Humble ISD officials say a 5th grade girl walking near Oak Forest Elementary after school was approached by a man in a van who offered her candy if she would get inside.
In a letter alerting parents of the "stranger danger" incident, the district says the girl was walking to meet her mother at her car a few blocks from school when a man in a gold van pulled up beside her near Kingwood Glen and Kristen Pine Drive.
According to the letter, the driver asked, "Do you want some candy? Come with me.” She avoided eye contact and continued walking toward her mother's car.
The district says that's when a passenger in the rear of the van, described as a teen girl with dyed-red hair, opened the door and asked the girl, "Do you know this person? Don’t talk to strangers!” before the van sped away.
The incident has been reported to Humble ISD police and extra patrols will be in the area, the district says.
"Please continue to encourage your children to report any concerns to our school staff, Humble ISD Police (281-641-7900) or through the Humble ISD iHelp app. By working in partnership, we keep our school safe and students focused on learning," the letter says.
The letter also shares these safety tips with parents and students:
- Walk to and from school in groups.
- If anything unusual occurs, tell an adult immediately. Time can be critical.
- Never talk to strangers or accept rides from them, even if you are stranded. Call a trusted adult for transportation.
- Be proactive: tour the neighborhood to identify safe and dangerous circumstances and places. Arrange for immediate access to neighbors or other trusted adults who could be contacted in an emergency.
- Don’t panic. If you are afraid or have a problem, call a parent or a trusted adult.
- Never tell people at your door, phone callers, or online that you are home alone.
- Keep your house key hidden.
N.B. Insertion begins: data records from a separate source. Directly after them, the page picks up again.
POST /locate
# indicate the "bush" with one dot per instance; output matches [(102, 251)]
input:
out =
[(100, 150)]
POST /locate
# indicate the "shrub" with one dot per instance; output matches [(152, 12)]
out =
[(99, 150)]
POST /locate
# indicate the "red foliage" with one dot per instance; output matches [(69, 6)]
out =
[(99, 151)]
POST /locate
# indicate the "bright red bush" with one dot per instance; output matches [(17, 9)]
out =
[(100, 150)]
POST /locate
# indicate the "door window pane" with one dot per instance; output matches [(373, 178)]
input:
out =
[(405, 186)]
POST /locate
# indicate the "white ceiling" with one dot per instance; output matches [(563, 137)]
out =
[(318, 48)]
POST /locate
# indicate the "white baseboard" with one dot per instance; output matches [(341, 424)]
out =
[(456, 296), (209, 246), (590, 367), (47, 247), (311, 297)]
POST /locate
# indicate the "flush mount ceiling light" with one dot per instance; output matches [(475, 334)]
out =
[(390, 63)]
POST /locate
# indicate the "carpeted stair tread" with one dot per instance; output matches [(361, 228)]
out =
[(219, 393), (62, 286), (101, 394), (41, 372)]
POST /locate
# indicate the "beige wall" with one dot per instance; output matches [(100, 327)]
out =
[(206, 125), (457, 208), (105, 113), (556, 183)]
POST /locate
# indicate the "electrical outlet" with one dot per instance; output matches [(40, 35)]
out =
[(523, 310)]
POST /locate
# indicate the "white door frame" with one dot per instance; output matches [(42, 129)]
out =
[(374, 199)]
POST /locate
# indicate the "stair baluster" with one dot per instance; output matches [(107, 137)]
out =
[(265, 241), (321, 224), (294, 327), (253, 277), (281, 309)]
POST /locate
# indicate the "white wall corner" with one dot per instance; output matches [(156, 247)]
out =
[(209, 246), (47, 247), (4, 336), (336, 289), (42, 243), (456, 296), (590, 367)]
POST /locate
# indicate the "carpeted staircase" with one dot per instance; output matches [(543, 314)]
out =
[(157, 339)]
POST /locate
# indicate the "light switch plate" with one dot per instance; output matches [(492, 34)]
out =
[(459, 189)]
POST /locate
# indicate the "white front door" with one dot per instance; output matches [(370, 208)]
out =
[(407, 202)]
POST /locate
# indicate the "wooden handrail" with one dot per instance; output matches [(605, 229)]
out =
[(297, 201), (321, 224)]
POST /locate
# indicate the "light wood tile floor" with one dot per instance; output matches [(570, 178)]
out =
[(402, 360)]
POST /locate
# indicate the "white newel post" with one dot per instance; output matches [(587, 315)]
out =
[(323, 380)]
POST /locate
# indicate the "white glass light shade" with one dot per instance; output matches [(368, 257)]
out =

Don’t give it to anyone and don’t keep it in a visible place that would tell people you are going home to an empty house.
- Never get into a car, enter a home, look for a lost pet or person, or accept food or items from an adult, unless your parents know what you are doing or have identified that person as a trusted emergency contact.
- Tell a trusted adult – parent, teacher or counselor – if anyone ever makes you feel uncomfortable.